I hit this error, since sqlalchemy_session
isn't defined under Meta
:
_ _ _ _ _ _ _ _ _ _ _ _ _ _ _ _ _ _ _ _ _ _ _ _ _ _ _ _ _ _ _ _ _ _ _ _ _ _ _ _
../async_factories.py:20: in _generate
return await step.build()
../async_factories.py:72: in build
instance = await self.factory_meta.instantiate(
../async_factories.py:27: in _create
return await super()._create(model_class, *args, **kwargs)
_ _ _ _ _ _ _ _ _ _ _ _ _ _ _ _ _ _ _ _ _ _ _ _ _ _ _ _ _ _ _ _ _ _ _ _ _ _ _ _
cls = <class 'vienna.tests.factories.PatientFactory'>
model_class = <class 'vienna.db.models.patient_model.Person'>, args = ()
kwargs = {'dob': datetime.date(1994, 4, 26), 'first_name': 'Christine', 'gender': 'Female', 'id': '7ad191ee-9e3e-484b-af25-d267b5ab2870', ...}
session_factory = None, session = None
@classmethod
def _create(cls, model_class, *args, **kwargs):
"""Create an instance of the model, and save it to the database."""
session_factory = cls._meta.sqlalchemy_session_factory
if session_factory:
cls._meta.sqlalchemy_session = session_factory()
session = cls._meta.sqlalchemy_session
if session is None:
> raise RuntimeError("No session provided.")

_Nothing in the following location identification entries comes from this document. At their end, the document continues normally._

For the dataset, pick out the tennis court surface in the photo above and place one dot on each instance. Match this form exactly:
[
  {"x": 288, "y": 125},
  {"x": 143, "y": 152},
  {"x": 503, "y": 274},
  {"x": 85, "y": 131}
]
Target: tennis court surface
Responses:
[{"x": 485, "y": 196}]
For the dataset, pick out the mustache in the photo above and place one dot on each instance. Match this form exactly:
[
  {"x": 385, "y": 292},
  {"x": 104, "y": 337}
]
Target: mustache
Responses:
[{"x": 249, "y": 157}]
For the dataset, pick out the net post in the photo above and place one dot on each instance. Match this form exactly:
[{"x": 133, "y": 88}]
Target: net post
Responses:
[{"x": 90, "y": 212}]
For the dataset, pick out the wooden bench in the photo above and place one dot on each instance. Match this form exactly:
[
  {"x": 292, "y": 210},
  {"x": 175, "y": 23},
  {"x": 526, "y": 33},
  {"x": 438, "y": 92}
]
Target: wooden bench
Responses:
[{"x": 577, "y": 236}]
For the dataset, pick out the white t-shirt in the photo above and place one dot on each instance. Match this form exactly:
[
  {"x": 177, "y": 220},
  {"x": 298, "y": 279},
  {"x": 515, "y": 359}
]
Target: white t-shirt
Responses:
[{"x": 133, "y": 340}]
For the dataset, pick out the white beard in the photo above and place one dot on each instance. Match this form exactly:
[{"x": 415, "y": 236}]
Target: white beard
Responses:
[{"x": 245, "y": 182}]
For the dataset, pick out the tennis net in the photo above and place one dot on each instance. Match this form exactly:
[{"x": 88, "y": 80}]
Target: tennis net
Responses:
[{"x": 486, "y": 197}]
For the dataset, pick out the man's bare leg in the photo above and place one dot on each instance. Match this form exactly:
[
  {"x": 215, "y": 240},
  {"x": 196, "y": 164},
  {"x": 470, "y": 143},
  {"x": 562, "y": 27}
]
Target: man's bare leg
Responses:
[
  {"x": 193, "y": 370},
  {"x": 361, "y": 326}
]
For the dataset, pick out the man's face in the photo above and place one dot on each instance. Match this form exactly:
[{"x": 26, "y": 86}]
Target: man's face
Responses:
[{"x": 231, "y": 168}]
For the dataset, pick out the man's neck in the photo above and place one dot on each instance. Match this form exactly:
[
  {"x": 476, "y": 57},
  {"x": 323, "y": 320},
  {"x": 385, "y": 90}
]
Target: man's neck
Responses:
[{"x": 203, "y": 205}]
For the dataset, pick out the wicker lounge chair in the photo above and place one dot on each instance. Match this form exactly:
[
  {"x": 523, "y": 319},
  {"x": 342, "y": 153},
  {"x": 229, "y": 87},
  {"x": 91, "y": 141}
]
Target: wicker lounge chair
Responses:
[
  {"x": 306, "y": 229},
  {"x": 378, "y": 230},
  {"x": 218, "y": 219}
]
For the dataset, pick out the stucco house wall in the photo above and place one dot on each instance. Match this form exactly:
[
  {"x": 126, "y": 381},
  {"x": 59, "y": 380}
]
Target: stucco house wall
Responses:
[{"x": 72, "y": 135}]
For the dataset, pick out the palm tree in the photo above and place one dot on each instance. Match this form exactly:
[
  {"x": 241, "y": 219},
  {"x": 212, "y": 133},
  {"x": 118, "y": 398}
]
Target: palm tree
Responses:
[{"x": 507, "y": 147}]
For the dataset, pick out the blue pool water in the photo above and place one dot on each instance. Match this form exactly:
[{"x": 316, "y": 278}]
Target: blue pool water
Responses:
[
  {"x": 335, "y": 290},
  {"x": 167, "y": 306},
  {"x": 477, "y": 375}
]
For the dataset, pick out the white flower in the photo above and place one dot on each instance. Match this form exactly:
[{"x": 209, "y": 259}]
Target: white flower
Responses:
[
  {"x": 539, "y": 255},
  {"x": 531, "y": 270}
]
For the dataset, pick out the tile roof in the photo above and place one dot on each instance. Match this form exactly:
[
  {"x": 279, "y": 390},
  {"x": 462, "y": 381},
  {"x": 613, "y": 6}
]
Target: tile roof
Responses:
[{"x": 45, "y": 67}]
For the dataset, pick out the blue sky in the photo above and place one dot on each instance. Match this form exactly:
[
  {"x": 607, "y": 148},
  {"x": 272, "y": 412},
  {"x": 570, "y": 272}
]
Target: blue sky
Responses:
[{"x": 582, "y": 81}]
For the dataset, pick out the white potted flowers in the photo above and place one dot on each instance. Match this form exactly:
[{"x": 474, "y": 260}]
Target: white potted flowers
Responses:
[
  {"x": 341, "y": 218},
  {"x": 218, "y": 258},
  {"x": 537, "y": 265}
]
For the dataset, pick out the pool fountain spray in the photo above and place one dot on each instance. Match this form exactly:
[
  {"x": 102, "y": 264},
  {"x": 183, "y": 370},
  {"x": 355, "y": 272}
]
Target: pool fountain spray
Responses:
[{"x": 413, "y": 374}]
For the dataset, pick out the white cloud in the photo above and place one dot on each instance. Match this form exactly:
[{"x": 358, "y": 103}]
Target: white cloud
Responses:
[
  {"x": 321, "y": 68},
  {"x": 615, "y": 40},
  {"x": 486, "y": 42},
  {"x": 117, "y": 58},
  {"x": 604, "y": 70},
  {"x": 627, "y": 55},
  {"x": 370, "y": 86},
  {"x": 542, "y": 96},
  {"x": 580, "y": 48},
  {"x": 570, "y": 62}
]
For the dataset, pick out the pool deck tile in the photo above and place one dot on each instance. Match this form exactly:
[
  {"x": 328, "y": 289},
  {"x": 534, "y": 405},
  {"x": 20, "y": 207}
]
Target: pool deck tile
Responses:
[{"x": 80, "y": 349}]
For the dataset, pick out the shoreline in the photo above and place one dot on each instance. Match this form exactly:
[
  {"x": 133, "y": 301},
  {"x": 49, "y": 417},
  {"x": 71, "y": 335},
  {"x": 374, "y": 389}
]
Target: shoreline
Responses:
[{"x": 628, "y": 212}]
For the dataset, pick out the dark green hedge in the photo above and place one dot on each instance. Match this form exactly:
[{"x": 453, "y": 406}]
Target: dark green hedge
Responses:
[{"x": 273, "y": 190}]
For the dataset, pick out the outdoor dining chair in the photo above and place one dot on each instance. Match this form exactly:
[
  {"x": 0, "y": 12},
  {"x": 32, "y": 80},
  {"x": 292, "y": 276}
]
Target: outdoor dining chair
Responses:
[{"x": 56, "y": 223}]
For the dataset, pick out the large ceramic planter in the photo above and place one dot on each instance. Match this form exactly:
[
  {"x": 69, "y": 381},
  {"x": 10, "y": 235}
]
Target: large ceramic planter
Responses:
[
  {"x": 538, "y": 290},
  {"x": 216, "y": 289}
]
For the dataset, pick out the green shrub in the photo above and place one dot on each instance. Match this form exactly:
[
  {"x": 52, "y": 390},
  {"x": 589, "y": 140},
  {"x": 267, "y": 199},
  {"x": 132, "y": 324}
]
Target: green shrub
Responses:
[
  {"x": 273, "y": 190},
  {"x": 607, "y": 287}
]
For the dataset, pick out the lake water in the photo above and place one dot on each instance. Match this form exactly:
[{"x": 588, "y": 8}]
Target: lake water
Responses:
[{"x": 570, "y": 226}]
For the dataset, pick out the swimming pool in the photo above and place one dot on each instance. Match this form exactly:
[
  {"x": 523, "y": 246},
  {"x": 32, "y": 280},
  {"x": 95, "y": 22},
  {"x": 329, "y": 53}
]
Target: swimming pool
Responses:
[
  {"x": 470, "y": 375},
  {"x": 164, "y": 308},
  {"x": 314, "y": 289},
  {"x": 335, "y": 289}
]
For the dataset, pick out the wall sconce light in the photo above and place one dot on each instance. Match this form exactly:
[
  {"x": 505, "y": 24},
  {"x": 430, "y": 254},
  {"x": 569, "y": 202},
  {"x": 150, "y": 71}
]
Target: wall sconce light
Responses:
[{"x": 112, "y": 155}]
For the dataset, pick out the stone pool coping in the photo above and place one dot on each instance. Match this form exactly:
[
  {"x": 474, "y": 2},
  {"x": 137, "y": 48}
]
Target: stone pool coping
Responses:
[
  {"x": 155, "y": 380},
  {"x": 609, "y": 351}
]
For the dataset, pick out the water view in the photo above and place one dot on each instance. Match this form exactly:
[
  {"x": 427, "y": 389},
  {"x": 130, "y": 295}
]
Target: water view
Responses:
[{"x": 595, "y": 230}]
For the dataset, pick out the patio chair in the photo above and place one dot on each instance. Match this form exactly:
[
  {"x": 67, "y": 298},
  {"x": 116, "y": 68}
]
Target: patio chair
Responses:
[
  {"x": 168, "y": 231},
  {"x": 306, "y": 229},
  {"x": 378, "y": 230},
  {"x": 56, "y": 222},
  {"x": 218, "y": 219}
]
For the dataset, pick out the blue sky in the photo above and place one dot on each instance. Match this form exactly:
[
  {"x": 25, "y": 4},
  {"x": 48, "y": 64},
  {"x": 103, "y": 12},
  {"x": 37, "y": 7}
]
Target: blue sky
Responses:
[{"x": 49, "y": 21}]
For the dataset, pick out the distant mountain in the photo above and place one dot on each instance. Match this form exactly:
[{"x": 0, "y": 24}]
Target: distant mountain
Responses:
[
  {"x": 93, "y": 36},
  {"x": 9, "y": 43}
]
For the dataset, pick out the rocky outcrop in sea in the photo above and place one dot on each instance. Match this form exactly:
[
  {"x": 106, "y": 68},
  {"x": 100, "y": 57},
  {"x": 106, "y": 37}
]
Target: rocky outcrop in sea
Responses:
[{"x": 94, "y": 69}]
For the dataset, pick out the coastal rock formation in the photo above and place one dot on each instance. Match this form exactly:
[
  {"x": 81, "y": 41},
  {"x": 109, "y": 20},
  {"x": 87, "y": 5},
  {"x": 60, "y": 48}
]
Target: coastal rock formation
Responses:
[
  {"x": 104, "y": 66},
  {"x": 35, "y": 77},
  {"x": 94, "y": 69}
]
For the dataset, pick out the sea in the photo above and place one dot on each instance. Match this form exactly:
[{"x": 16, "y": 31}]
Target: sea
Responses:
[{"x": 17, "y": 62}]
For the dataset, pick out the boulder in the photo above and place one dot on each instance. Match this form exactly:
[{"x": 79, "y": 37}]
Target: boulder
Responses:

E RuntimeError: No session provided.
My temporary solution is a class construction function that allows me to pass my session from inside my tests:
def get_person_factory(dbsession: AsyncSession):
class PersonFactory(AsyncFactory):
class Meta:
model = Person
sqlalchemy_session = dbsession
id = factory.Faker("uuid4")
first_name = factory.Faker("first_name")
last_name = factory.Faker("last_name")
dob = factory.Faker("date_of_birth", minimum_age=18, maximum_age=90)
gender = factory.Faker("random_element", elements=("Male", "Female"))
return PersonFactory
But I can't help but feel this is not how you intended it to be used...
I found this python package that implements some of the suggestions in this thread: https://github.com/kuzxnia/async_factory_boy/
Is official async support planned for this project?
Async + Django testing (pytest) is a mess. We moved away from it altogether.